Polish two seat lightplane

The Medwecki HL 2 was a Polish two seat lightplane flown in 1927. Handicapped by a low power, unreliable engine, its flying life lasted little more than a month.

==Design and development==
Light aircraft design was slow to start in Poland but from 1924 the Airborne and Antigas Defence League, generally known by their Polish acronym L.O.P.P., began to fund amateur builders. One of the first successful bidders was Jozef Medwecki, an aircraft designer with the Samolot company. The result was the HL 2 two-seater which Medwecki built, with Samolot's approval, in their factory in his spare time. It was finished in August 1927.

The HL 2 had a parasol wing with a quite thick section and a plan that was strictly rectangular apart from a central trailing edge cut-out to improve the pilot's field of view. The wing was in two parts, built around pairs of wooden spars and ply-covered. It was supported over the fuselage on cabane struts, one leaning back from the upper central fuselage to the forward strut and the other a vertical inverted V-strut to the rear spar; the principal bracing members were parallel steel tubes from the lower fuselage longerons to the spars.

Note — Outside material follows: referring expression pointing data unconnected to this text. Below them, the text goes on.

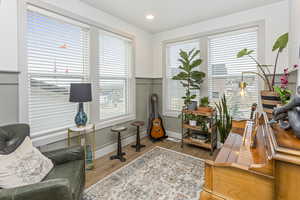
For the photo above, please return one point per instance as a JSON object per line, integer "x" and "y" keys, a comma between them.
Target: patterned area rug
{"x": 159, "y": 174}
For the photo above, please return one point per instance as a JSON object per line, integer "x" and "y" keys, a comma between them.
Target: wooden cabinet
{"x": 269, "y": 171}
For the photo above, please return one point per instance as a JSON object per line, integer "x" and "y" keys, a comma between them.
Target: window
{"x": 114, "y": 76}
{"x": 173, "y": 89}
{"x": 57, "y": 55}
{"x": 225, "y": 70}
{"x": 57, "y": 50}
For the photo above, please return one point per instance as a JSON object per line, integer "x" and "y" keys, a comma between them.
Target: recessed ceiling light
{"x": 150, "y": 17}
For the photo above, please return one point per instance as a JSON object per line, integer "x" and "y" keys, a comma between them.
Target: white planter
{"x": 193, "y": 123}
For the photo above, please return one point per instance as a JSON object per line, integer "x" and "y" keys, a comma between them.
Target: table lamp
{"x": 80, "y": 93}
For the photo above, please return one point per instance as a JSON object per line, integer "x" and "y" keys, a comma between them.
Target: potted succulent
{"x": 265, "y": 73}
{"x": 224, "y": 119}
{"x": 191, "y": 119}
{"x": 204, "y": 105}
{"x": 189, "y": 77}
{"x": 282, "y": 90}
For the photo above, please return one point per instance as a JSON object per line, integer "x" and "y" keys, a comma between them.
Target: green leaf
{"x": 197, "y": 75}
{"x": 195, "y": 54}
{"x": 193, "y": 96}
{"x": 281, "y": 42}
{"x": 181, "y": 76}
{"x": 195, "y": 63}
{"x": 184, "y": 56}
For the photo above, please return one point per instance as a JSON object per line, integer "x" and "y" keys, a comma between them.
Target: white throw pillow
{"x": 26, "y": 165}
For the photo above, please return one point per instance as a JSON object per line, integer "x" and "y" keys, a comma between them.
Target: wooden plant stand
{"x": 210, "y": 118}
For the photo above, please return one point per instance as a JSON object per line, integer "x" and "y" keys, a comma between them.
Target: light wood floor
{"x": 104, "y": 166}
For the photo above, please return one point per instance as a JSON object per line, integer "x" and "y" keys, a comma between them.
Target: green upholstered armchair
{"x": 65, "y": 181}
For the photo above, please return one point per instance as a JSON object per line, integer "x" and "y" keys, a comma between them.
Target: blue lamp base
{"x": 81, "y": 117}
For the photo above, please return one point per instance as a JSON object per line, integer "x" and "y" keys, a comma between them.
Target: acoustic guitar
{"x": 156, "y": 130}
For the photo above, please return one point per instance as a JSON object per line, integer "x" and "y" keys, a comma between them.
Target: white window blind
{"x": 174, "y": 90}
{"x": 114, "y": 75}
{"x": 57, "y": 55}
{"x": 225, "y": 70}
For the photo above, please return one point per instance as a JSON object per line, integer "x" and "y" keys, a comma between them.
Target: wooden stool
{"x": 120, "y": 154}
{"x": 138, "y": 145}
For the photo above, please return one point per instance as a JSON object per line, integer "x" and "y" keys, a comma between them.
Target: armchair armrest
{"x": 61, "y": 156}
{"x": 55, "y": 189}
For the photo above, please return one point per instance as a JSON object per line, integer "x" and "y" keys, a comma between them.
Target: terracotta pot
{"x": 269, "y": 100}
{"x": 192, "y": 105}
{"x": 193, "y": 123}
{"x": 205, "y": 109}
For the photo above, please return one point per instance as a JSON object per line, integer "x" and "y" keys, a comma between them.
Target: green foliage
{"x": 204, "y": 102}
{"x": 224, "y": 120}
{"x": 189, "y": 78}
{"x": 284, "y": 94}
{"x": 281, "y": 42}
{"x": 279, "y": 45}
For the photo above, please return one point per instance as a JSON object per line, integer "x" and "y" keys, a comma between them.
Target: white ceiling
{"x": 172, "y": 13}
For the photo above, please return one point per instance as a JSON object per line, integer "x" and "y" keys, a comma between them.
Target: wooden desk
{"x": 269, "y": 171}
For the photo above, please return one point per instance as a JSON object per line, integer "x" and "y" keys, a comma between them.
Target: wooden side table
{"x": 85, "y": 134}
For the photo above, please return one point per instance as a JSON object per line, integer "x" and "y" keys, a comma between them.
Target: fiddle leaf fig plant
{"x": 189, "y": 77}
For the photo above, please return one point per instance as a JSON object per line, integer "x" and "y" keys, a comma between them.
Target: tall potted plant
{"x": 224, "y": 119}
{"x": 189, "y": 77}
{"x": 270, "y": 98}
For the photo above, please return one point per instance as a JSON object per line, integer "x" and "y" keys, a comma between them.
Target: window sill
{"x": 173, "y": 114}
{"x": 115, "y": 121}
{"x": 53, "y": 137}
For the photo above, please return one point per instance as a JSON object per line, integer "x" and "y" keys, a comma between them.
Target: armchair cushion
{"x": 55, "y": 189}
{"x": 12, "y": 136}
{"x": 26, "y": 165}
{"x": 61, "y": 156}
{"x": 74, "y": 172}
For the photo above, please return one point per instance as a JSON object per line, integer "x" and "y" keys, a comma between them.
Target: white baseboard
{"x": 174, "y": 134}
{"x": 112, "y": 147}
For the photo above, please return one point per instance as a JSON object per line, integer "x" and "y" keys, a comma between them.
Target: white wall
{"x": 276, "y": 18}
{"x": 294, "y": 44}
{"x": 8, "y": 35}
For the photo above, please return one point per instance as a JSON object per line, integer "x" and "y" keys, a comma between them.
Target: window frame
{"x": 51, "y": 136}
{"x": 204, "y": 39}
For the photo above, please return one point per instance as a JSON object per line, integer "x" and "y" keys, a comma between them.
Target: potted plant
{"x": 189, "y": 77}
{"x": 224, "y": 120}
{"x": 282, "y": 90}
{"x": 191, "y": 119}
{"x": 202, "y": 122}
{"x": 266, "y": 74}
{"x": 204, "y": 105}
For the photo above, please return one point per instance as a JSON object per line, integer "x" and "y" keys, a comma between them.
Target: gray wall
{"x": 8, "y": 97}
{"x": 144, "y": 87}
{"x": 104, "y": 137}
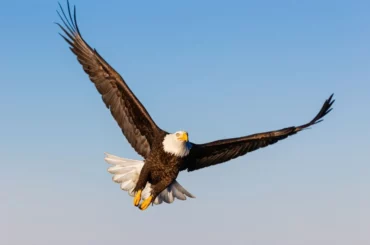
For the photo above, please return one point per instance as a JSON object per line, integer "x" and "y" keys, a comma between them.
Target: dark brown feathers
{"x": 135, "y": 122}
{"x": 220, "y": 151}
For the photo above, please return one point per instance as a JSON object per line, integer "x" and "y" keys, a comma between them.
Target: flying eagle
{"x": 153, "y": 180}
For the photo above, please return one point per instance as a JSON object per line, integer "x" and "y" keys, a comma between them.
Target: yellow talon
{"x": 145, "y": 204}
{"x": 137, "y": 198}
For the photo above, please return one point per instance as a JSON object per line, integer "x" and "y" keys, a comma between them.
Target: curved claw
{"x": 137, "y": 198}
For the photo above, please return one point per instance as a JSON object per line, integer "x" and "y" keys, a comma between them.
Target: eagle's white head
{"x": 177, "y": 144}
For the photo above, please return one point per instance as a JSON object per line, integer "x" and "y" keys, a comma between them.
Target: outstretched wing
{"x": 135, "y": 122}
{"x": 204, "y": 155}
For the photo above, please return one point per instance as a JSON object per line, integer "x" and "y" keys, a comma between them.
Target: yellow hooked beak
{"x": 184, "y": 137}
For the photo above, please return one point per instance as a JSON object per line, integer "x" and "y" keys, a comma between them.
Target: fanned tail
{"x": 126, "y": 172}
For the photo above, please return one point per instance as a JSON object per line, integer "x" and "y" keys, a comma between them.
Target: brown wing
{"x": 220, "y": 151}
{"x": 135, "y": 122}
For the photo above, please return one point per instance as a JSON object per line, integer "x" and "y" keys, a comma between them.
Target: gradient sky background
{"x": 214, "y": 68}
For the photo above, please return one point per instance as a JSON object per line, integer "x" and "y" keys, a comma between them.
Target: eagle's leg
{"x": 156, "y": 190}
{"x": 140, "y": 185}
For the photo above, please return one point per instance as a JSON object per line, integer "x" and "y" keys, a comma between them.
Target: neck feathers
{"x": 176, "y": 147}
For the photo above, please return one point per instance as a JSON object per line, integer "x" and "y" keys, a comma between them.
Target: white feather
{"x": 176, "y": 147}
{"x": 126, "y": 172}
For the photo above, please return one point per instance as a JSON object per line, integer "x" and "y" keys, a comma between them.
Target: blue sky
{"x": 214, "y": 68}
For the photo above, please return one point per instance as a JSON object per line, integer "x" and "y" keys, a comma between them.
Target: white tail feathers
{"x": 126, "y": 172}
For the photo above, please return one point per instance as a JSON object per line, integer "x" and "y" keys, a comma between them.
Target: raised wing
{"x": 135, "y": 122}
{"x": 205, "y": 155}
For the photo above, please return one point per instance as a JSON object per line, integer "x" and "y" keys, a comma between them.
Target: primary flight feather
{"x": 153, "y": 180}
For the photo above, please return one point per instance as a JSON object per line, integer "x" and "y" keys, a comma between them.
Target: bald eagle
{"x": 153, "y": 180}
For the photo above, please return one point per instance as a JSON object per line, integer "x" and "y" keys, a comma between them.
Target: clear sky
{"x": 214, "y": 68}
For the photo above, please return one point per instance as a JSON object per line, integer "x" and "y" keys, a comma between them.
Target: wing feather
{"x": 131, "y": 116}
{"x": 205, "y": 155}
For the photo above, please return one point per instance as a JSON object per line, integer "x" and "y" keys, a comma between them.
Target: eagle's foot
{"x": 145, "y": 204}
{"x": 137, "y": 198}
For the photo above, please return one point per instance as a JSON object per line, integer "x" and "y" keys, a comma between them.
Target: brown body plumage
{"x": 165, "y": 154}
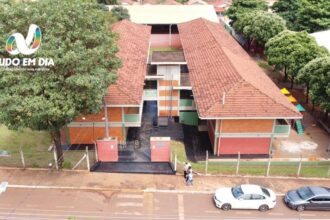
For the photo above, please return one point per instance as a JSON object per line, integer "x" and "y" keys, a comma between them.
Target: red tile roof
{"x": 219, "y": 68}
{"x": 133, "y": 44}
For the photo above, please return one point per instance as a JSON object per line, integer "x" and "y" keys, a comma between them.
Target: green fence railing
{"x": 131, "y": 117}
{"x": 282, "y": 129}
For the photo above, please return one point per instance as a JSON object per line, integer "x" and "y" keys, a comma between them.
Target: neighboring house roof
{"x": 133, "y": 45}
{"x": 169, "y": 14}
{"x": 226, "y": 82}
{"x": 322, "y": 38}
{"x": 196, "y": 2}
{"x": 152, "y": 2}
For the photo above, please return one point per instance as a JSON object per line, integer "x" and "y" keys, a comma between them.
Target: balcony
{"x": 131, "y": 118}
{"x": 187, "y": 104}
{"x": 184, "y": 82}
{"x": 282, "y": 128}
{"x": 150, "y": 94}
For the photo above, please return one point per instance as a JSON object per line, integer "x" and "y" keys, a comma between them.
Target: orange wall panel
{"x": 167, "y": 113}
{"x": 131, "y": 110}
{"x": 115, "y": 114}
{"x": 168, "y": 103}
{"x": 168, "y": 83}
{"x": 242, "y": 126}
{"x": 168, "y": 93}
{"x": 86, "y": 135}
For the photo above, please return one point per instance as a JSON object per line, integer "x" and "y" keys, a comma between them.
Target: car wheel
{"x": 300, "y": 208}
{"x": 226, "y": 207}
{"x": 263, "y": 208}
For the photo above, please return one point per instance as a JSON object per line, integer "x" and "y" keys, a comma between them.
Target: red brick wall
{"x": 243, "y": 145}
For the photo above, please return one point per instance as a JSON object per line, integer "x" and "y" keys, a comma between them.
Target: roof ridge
{"x": 270, "y": 97}
{"x": 227, "y": 92}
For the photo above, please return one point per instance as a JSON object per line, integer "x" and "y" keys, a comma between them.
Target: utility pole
{"x": 106, "y": 123}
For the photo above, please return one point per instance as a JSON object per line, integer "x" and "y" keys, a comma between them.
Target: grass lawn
{"x": 165, "y": 49}
{"x": 35, "y": 146}
{"x": 308, "y": 169}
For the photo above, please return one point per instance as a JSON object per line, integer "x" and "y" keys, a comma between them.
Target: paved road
{"x": 39, "y": 204}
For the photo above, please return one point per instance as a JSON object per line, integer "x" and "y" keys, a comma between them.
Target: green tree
{"x": 316, "y": 76}
{"x": 287, "y": 10}
{"x": 308, "y": 15}
{"x": 239, "y": 7}
{"x": 108, "y": 2}
{"x": 259, "y": 26}
{"x": 120, "y": 13}
{"x": 291, "y": 50}
{"x": 77, "y": 38}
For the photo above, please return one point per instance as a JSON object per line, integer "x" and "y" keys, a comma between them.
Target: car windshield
{"x": 265, "y": 191}
{"x": 305, "y": 193}
{"x": 237, "y": 191}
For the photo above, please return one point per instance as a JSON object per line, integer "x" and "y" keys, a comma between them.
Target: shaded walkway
{"x": 134, "y": 167}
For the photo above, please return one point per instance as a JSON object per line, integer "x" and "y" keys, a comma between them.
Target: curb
{"x": 148, "y": 190}
{"x": 177, "y": 174}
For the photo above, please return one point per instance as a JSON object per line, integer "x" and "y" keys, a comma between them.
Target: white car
{"x": 245, "y": 197}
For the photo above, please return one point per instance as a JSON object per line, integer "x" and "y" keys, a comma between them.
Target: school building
{"x": 197, "y": 74}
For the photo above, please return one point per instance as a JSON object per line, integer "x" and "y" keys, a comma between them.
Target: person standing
{"x": 186, "y": 167}
{"x": 189, "y": 179}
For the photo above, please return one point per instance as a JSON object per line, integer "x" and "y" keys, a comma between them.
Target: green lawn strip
{"x": 308, "y": 169}
{"x": 165, "y": 49}
{"x": 33, "y": 143}
{"x": 35, "y": 146}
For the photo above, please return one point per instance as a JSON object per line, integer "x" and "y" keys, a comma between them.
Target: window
{"x": 246, "y": 197}
{"x": 321, "y": 199}
{"x": 265, "y": 191}
{"x": 305, "y": 193}
{"x": 257, "y": 197}
{"x": 237, "y": 191}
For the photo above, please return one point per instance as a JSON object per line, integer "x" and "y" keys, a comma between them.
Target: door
{"x": 244, "y": 202}
{"x": 319, "y": 203}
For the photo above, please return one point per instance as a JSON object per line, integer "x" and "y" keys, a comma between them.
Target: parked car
{"x": 309, "y": 197}
{"x": 246, "y": 196}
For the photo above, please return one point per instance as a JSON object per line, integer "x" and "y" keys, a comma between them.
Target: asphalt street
{"x": 37, "y": 204}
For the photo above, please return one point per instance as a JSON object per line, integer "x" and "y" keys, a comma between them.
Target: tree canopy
{"x": 77, "y": 37}
{"x": 308, "y": 15}
{"x": 108, "y": 2}
{"x": 259, "y": 26}
{"x": 239, "y": 7}
{"x": 316, "y": 74}
{"x": 292, "y": 51}
{"x": 120, "y": 13}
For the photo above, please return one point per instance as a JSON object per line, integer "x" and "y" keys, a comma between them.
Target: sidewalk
{"x": 139, "y": 182}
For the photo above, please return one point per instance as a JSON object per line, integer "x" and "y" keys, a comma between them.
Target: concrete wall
{"x": 168, "y": 99}
{"x": 243, "y": 136}
{"x": 87, "y": 134}
{"x": 246, "y": 126}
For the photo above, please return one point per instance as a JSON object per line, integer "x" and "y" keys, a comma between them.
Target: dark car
{"x": 309, "y": 197}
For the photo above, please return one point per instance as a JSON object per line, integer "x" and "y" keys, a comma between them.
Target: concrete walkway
{"x": 32, "y": 178}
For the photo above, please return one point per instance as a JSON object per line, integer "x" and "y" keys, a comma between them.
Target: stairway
{"x": 299, "y": 127}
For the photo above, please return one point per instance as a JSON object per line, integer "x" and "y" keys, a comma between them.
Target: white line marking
{"x": 133, "y": 204}
{"x": 130, "y": 196}
{"x": 64, "y": 207}
{"x": 180, "y": 207}
{"x": 187, "y": 191}
{"x": 244, "y": 213}
{"x": 275, "y": 213}
{"x": 31, "y": 205}
{"x": 209, "y": 211}
{"x": 305, "y": 214}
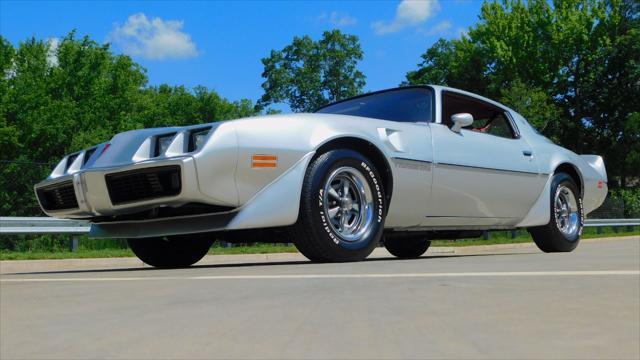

Medwecki's greatest problem was to obtain a suitable engine and in the end had to settle for an elderly, three-cylinder 35 hp Anzani lent to him by Samolot, which left the HL 2 seriously underpowered. It was installed in a simple, flat-sided metal cowling with its cylinder heads exposed for cooling. The cowling widened rearwards to match the dimensions of the HL 2's simple, rectangular section fuselage which was built around four wooden longerons and ply covered. Behind the fuel tanks the open cockpits were in tandem and fitted with dual control. The forward one was under the wing and was entered via a car-type door with a special lock to insure integrity of the upper longeron and the rear one, conventionally entered, was under the trailing edge cut-out.

The HL 2's strut-braced tailplane was mounted on top of the fuselage and, like the elevators, was essentially rectangular in plan. The fin was triangular and carried a rectangular rudder. Its fixed undercarriage had mainwheels on a single axle with rubber cord shock absorbers and supported at each end by a V-strut to the lower fuselage longeron. There was a short tailskid under the fin.

The HL 2 made its first flights in September 1927 from Samolot's home ground of Poznań-Lawica, flown by Wladyslaw Szulczewski. Despite the lack of power it was capable of aerobatics. It was entered as a competitor in the L.O.P.P.-organised First National Lightplane Contest held at the start of October in Warsaw but engine problems on the way there caused it to fail to meet the deadline. Nonetheless, Szulczewski took part as an unofficial contestant and at first its performance was outstanding but during a cross-country flight the engine failed again. The HL 2 was seriously damaged in the consequent emergency landing and never flew again.